There was a significantly greater distance between the CEJ and the ABC (signifying poorer periodontal bone levels) when comparing the 12-week Cd-exposed animals with the saline-treated controls (p < 0.0001) at the palatal aspect of the maxillary molars, and the lingual aspect of the mandibular molars. This was not observed after six weeks (Table 2). It is worth noting that bone levels for the 12-week maxillary buccal Cd-treated animals did not reach a level of statistical significance when compared with controls. The anatomy of the periodontal bone at the alveolar crest is somewhat thicker on the buccal aspect of the maxilla than in the other sites, and may explain the results reported here. This difference between buccal and palatal or lingual changes was reported in other morphometric experimental studies (not involving Cd) in rats and mice [45,46,47]. The pattern of bone changes in the six-week and 12-week experimental groups were remarkably uniform, with a consistent level of bone crest for each tooth and/or root, and no significant changes in interproximal bone levels were observed. (e.g., see Figure 2 diagram between root identifiers 2–3, 4–5, 10–11, and 12–13). When comparing the maxillary palatal six-week to 12-week experimental groups, there was a significant difference (p < 0.0001). When comparing the mandibular lingual six-week to 12-week experimental groups, the difference was nearly significant (p = 0.053). As we replicate the study and increase the N values, we anticipate that the data will show more significant differences (Table 2).

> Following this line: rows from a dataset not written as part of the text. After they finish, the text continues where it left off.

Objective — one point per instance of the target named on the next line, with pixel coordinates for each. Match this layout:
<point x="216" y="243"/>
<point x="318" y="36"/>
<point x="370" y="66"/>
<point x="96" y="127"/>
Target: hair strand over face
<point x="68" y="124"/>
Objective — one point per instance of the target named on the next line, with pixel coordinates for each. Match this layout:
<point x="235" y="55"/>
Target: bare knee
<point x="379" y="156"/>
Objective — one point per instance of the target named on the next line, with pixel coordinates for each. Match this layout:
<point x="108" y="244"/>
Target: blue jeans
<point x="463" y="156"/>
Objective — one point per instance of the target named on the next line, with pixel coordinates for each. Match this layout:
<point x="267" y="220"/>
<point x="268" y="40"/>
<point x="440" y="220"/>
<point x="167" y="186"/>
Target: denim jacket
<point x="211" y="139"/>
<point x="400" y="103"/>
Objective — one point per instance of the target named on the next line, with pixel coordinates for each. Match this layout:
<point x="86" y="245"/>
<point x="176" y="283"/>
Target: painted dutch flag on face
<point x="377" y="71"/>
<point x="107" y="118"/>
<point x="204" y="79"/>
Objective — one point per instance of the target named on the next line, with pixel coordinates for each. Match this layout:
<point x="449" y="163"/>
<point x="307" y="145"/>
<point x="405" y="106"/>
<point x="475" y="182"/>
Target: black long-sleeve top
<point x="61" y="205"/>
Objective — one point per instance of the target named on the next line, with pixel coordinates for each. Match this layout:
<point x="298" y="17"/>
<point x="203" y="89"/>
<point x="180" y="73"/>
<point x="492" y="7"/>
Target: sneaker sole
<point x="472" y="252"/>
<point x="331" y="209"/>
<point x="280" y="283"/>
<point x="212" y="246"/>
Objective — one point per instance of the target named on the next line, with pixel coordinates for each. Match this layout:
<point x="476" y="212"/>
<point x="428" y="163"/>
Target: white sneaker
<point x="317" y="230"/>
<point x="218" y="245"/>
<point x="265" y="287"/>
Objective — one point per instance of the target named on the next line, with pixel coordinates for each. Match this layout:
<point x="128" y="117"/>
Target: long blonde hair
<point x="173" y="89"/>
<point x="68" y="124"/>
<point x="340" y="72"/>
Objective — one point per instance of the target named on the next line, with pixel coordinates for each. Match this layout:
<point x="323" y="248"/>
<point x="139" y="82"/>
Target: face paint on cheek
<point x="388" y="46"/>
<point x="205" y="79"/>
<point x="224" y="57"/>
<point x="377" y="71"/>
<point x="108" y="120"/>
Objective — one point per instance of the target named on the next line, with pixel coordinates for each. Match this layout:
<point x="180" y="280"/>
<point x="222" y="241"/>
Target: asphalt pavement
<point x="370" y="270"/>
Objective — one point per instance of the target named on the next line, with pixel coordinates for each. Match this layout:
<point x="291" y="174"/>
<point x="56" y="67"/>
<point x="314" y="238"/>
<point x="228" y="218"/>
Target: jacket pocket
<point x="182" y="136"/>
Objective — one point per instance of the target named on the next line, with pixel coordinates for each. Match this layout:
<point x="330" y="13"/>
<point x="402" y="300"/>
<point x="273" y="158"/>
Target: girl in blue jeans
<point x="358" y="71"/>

While the results in this study show the effects of experimental Cd exposure on periodontal bone levels, the findings do not address the etiology of Cd-induced periodontal bone changes. Further study is needed to identify the mechanism(s) responsible for Cd-mediated periodontal bone loss, as well as the effects age, gender, systemic disease (e.g., diabetes and cardiovascular disease), and local factors (e.g., bacterial challenge, smoking, or toxicity from dental restorations) have on the Cd–periodontium interaction.